About Sir Stratalot

Real answers to fake questions.

Everything you might care to know and then some.

So what’s this all about?

Sir Stratalot is a directory of planning and strategy links. If you work in advertising or marketing, if your job title has the word planner or strategist in it, or if you aspire to any of the above—I hope you find this site useful.

Who made this?

Hi, and welcome. I’m Eugene Hwang, a freelance strategist in NYC.

When I left my last full time role in 2018, I took a bit of time off and started learning web development, instead of traveling the world like a normal fucking person. This is the first public facing result of that effort.

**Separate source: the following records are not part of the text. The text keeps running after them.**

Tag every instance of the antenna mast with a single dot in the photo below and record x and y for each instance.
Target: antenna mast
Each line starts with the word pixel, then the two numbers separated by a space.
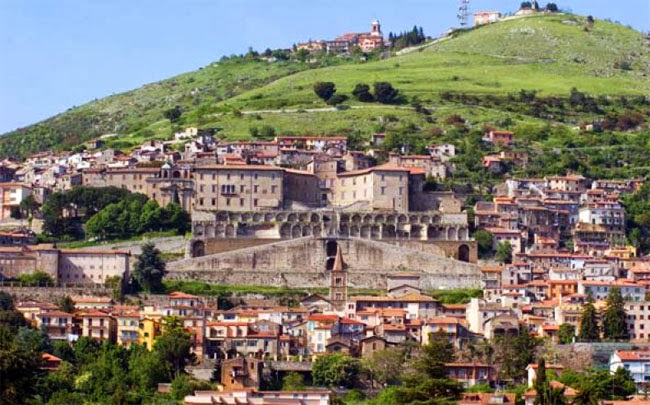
pixel 463 12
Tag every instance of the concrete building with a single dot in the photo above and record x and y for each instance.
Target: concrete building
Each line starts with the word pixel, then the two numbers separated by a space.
pixel 64 265
pixel 637 362
pixel 238 188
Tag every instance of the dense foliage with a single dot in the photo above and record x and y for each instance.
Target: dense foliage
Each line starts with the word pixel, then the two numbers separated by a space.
pixel 134 215
pixel 149 269
pixel 65 211
pixel 91 372
pixel 615 318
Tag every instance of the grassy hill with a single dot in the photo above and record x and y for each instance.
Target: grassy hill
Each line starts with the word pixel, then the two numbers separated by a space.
pixel 549 54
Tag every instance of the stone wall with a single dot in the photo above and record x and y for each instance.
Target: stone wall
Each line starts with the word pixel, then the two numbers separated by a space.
pixel 303 262
pixel 51 294
pixel 164 244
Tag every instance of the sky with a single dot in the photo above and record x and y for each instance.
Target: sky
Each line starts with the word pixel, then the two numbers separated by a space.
pixel 56 54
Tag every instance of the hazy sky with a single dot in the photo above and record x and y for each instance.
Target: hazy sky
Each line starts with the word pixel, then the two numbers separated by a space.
pixel 59 53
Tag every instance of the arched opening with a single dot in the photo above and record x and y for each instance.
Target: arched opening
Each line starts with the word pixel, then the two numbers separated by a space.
pixel 198 249
pixel 389 232
pixel 285 230
pixel 463 253
pixel 331 246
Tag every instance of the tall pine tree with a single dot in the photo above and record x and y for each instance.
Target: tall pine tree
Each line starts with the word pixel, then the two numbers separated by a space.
pixel 589 330
pixel 614 318
pixel 541 385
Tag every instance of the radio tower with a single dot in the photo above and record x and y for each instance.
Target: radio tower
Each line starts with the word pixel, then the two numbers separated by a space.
pixel 463 12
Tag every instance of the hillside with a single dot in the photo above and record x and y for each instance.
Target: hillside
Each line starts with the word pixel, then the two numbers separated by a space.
pixel 549 54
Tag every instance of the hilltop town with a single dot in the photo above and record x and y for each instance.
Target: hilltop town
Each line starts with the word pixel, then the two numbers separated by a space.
pixel 378 267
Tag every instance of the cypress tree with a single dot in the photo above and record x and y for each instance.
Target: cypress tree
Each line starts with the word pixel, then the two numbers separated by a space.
pixel 614 318
pixel 589 331
pixel 541 385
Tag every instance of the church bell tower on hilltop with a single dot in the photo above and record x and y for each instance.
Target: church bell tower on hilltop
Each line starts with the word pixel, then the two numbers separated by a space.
pixel 338 282
pixel 375 29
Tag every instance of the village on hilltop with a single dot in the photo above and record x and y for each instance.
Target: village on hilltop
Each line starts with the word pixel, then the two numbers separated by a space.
pixel 342 263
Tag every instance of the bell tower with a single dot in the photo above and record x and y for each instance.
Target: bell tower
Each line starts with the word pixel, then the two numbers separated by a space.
pixel 338 282
pixel 375 29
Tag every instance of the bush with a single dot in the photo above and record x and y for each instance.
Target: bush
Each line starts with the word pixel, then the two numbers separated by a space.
pixel 337 99
pixel 324 90
pixel 385 93
pixel 362 93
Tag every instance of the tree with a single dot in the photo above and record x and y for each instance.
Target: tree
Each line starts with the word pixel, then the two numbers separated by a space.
pixel 324 90
pixel 293 381
pixel 567 333
pixel 15 212
pixel 335 370
pixel 173 114
pixel 20 368
pixel 484 239
pixel 504 252
pixel 174 347
pixel 428 378
pixel 541 385
pixel 28 205
pixel 149 268
pixel 589 330
pixel 65 304
pixel 337 99
pixel 362 93
pixel 181 387
pixel 385 93
pixel 6 301
pixel 515 353
pixel 614 317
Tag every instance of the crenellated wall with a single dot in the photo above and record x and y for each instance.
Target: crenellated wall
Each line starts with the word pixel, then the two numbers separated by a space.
pixel 302 262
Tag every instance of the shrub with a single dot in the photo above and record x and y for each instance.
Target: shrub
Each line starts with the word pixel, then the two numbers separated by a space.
pixel 324 90
pixel 337 99
pixel 362 93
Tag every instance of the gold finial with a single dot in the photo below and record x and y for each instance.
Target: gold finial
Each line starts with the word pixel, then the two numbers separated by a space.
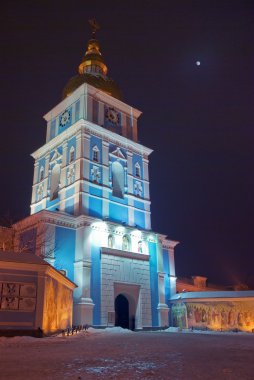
pixel 94 26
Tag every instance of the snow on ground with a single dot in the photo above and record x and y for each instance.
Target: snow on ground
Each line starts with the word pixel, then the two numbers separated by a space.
pixel 115 353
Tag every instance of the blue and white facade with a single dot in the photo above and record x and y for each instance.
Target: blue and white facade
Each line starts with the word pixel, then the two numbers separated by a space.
pixel 90 211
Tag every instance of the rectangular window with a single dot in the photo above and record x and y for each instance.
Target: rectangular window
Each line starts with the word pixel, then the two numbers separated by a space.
pixel 95 111
pixel 52 129
pixel 77 110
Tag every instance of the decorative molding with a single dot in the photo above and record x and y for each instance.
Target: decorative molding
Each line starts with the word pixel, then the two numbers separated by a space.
pixel 125 254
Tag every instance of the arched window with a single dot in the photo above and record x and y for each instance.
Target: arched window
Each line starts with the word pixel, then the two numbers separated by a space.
pixel 72 154
pixel 118 179
pixel 95 154
pixel 55 180
pixel 110 241
pixel 42 174
pixel 137 170
pixel 126 244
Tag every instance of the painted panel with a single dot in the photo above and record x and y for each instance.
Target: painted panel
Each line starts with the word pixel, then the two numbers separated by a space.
pixel 70 192
pixel 96 284
pixel 58 306
pixel 27 241
pixel 139 219
pixel 166 277
pixel 52 129
pixel 95 141
pixel 139 204
pixel 65 250
pixel 154 283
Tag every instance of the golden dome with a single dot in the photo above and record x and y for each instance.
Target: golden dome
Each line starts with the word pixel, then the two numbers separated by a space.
pixel 92 70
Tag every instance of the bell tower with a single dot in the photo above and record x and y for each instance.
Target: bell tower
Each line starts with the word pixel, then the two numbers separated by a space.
pixel 91 163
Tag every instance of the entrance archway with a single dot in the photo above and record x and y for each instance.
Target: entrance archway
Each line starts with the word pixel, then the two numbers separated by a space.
pixel 122 311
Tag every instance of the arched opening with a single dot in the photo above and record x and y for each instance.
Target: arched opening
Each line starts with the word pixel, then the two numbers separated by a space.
pixel 122 311
pixel 118 179
pixel 55 179
pixel 126 243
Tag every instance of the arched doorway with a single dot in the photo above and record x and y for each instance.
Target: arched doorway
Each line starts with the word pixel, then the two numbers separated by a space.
pixel 122 311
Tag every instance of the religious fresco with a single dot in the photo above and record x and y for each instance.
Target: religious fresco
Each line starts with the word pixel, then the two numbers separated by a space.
pixel 214 315
pixel 58 306
pixel 17 296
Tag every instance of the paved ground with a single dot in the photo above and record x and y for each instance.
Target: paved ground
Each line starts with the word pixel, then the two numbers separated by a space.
pixel 142 355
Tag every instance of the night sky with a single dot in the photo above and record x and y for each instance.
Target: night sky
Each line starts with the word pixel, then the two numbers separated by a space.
pixel 198 119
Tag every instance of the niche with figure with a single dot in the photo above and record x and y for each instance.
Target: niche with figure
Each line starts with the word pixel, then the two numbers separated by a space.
pixel 118 179
pixel 55 180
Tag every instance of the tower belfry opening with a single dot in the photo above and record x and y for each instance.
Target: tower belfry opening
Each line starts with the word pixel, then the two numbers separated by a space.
pixel 122 311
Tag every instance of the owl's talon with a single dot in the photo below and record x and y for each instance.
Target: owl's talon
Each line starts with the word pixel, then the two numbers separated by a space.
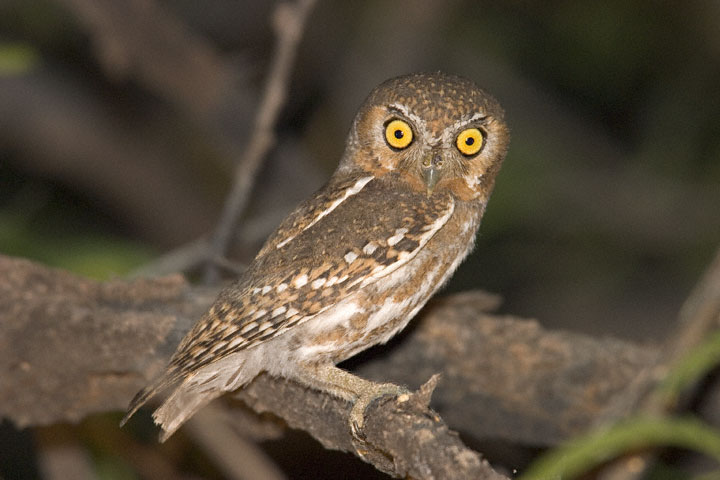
pixel 357 414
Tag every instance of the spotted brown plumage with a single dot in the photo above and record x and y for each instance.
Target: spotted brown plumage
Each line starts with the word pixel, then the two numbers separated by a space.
pixel 353 263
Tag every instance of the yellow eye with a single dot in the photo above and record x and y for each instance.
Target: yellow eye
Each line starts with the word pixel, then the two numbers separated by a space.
pixel 398 134
pixel 469 141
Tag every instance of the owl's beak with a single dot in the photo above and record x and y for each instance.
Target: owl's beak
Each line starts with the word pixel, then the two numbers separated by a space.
pixel 432 170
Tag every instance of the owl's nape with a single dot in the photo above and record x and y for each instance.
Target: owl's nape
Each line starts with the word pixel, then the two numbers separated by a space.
pixel 357 260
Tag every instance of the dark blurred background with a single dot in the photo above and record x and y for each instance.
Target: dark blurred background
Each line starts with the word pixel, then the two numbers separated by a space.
pixel 116 147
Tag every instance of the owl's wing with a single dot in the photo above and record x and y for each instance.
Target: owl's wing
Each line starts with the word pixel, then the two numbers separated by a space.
pixel 344 238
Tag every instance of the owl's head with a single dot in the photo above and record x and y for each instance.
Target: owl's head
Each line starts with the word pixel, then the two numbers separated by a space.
pixel 438 132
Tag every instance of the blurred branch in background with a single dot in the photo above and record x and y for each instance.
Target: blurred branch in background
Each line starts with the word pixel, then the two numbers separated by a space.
pixel 288 24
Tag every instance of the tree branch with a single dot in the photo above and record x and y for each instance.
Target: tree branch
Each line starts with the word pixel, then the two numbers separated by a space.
pixel 71 347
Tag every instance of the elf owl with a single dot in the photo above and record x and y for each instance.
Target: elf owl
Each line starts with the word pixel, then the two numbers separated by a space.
pixel 356 261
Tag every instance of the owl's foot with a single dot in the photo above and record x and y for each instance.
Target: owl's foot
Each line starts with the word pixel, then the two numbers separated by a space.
pixel 372 392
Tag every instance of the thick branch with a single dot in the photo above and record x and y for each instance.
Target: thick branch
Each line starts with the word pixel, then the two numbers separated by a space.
pixel 70 347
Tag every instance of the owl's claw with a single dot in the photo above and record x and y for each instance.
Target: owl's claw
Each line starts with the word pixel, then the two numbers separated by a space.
pixel 363 401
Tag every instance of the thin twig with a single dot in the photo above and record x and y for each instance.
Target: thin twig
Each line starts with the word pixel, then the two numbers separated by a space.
pixel 699 315
pixel 236 457
pixel 288 22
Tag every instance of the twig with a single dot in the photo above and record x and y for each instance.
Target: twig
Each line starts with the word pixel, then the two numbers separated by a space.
pixel 288 23
pixel 699 315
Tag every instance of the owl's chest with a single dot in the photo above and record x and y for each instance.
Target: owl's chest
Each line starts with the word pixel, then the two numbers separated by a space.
pixel 374 314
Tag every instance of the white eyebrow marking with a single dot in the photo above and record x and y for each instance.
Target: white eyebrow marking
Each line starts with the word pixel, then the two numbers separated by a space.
pixel 349 192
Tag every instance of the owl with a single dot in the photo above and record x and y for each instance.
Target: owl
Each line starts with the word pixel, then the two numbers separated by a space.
pixel 350 266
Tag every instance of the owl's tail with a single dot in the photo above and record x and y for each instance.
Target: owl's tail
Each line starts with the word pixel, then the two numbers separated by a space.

Want to talk about this site, a project, strategy in general, the industry, web development, science fiction, politics, religion, death, or anything else? Find me on Twitter or LinkedIn, or email eugene at sirstratalot dot com. I don’t have a Soundcloud.

Why is it called Sir Stratalot?

It’s literally the first thing that popped into my head. I don’t know why, but the self-evidently stupid name stuck. It’s not like I go LARPing as Sir Stratalot... the third weekend of every month... in the woods behind the senior center.

The name is meant to be silly. It’s also gendered, and I don’t love that. If you think it sucks, for that or any other reason, feel free to tell me.

What are you trying to sell me?

No hidden agenda, but I would like for this project to become reasonably self-sustaining. Like at least cover the hard monthly costs of keeping the site online. So there are a couple ways for this site to earn a bit of revenue, and for you to help support it.

First, we feature books on planning and strategy and so on, which link to Amazon. (Mostly books, but also the odd non-book product.) If you buy from Amazon via those links, we may get a small percentage cut of the selling price as commission. These are clearly labeled as Amazon links, but aren’t otherwise indicated in any special way... frankly because there are lots of books and putting an additional icon or label on all of them offended me aesthetically.

Second, some links are tagged ❤️ support. That tag indicates a non-Amazon partner link, meaning we’ve got an affiliate relationship with that product or service, and some combination of signup and/or purchase may also earn us a commission. There are only a couple so far, and I will aim to keep these to a reasonable number (see ‘offended me aesthetically’ above).

I won’t blather about editorial independence. If I’ve put something on the site, it’s because I think at least a few of you might have some interest in it.

Most likely scenario is that the above won’t add up to much. If you’d like to straight up donate, or partner/sponsor in some other way, check out all the ways to contribute.

Something broke on the site. Want to hear about it?

Yes, definitely. You can DM @sirstratalot on Twitter. Even better, email wtf at sirstratalot dot com with as much detail as you can muster about what broke and what you were doing when it happened.

How did/do you decide what gets added to the site?

Links get added to Sir Stratalot in three ways.

Existing recommendations. Others have assembled and shared their own collections of resources in the past. Open Strategy and Julian Cole (who seems to come out with new resources every damn week) especially deserve a big shout out. So lots of content comes from what’s already out there, and will continue to. Individual link pages attribute sources—usually one of those collections, sometimes a single individual or tweet. Here are all of our repeatedly referenced sources.

Personal experience. Things I’ve found personally useful in the past have made their way into Sir Stratalot. Many were likely recommended or linked from elsewhere, but I haven’t exhaustively tracked the provenance of my bookmarks for years. If a link’s sources only mention Sir Stratalot, I don’t know where it came from.

Your help. This is the most important one. When you sign in with Twitter, you acquire two magical abilities: upvoting and submitting links. Upvoting helps everyone see what others found most useful. Submitting nominations helps grow the directory. You can also upvote nominees—and periodically, I’ll add the most popular to the official index. (If it turns out nobody bothers with submitting, which is very possible, I’ll come up with another way to vet new links and let you know.)

What’s the real problem here? What’s the insight? Is that really an insight? More of an observation, isn’t it?

Hey, thanks for hanging out. Let’s definitely do it again sometime.